Cerpen Preman

Preman
 Cerpen IBW  Widiasa Keniten

            Kakakku seorang preman. Tubuhnya penuh dengan tato. Beragam lukisan tertera di tubuhnya. Merasa bodinya besar dan tulang – belulangnya gede – gede, tidak ragu – ragu dalam menggertak orang. Ototnya yang kekar dimanfaatkan sebaik- baiknya. Ia mengumpulkan teman – temannya sesama preman. Ia mengharapkan dukungan dari teman – temannya. Kakakku berkeinginan menjadi anggota dewan. Beberapa temannya dengan senang hati mendukungnya. Nasib keberuntungan dating.

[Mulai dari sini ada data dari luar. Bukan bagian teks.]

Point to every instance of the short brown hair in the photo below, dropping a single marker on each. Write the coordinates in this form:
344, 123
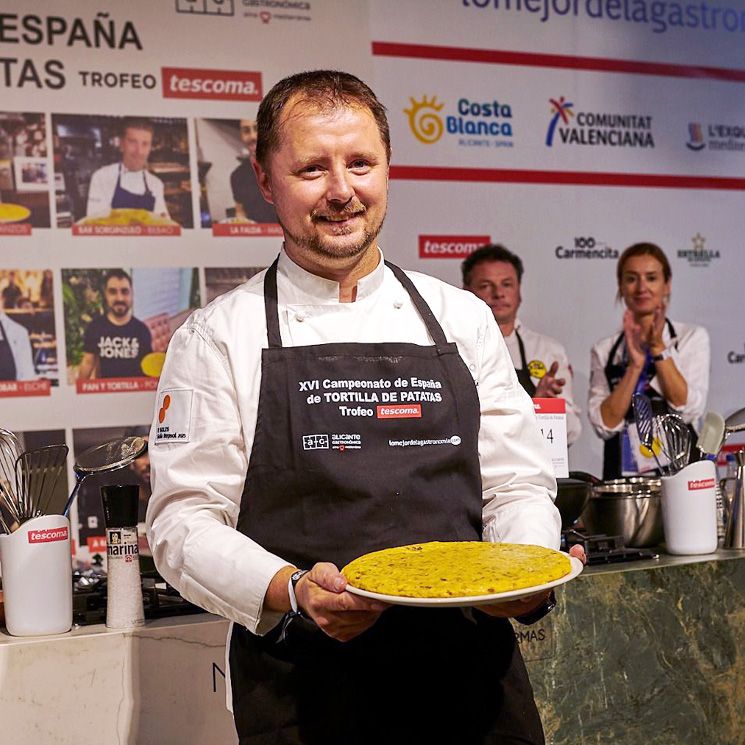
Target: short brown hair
644, 249
324, 89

Kakakku terpilih . Suara yang memilihnya pun lumayan besar. Ia dilantik mewakili menjadi anggota dewan. Aku senang kakakku mewakili suara rakyat.
            Setelah duduk mewakili rakyat, kakakku semakin menjadi idola. Ia benar – benar menyuarakan yang terwakili. Setiap ada sidang, kakakku paling bersuara. Kalau tidak sempat bersuara, ia akan mencak – mencak. Yang paling unik saat sidang paripurna, kakakku sampai beradu otot setelah beradu otak tak kuat lagi.
            Otot  kakakku lebih berperan dibandingkan  otaknya.  Maklum saja, di SD sampai tiga kali tidak naik kelas. Pertama karena nilainya yang kurang. Kedua karena kenakalannya yang susah diatur. Ketiga karena jarang sekali bersekolah. Setelah tamat SD, ayahku sebenarnya merasa malu untuk meminta bantuan sama temannya yang bekerja di Diknas. Tapi, kakakku terus memohon agar disekolahkan pada sebuah sekolah negeri. Ayahku terus didesak. Jika tidak bisa masuk di sekolah negeri, kakakku akan minggat. Ayahku jerih. Ia dengan berat hati memasukkan ke sekolah negeri. Dan diterima.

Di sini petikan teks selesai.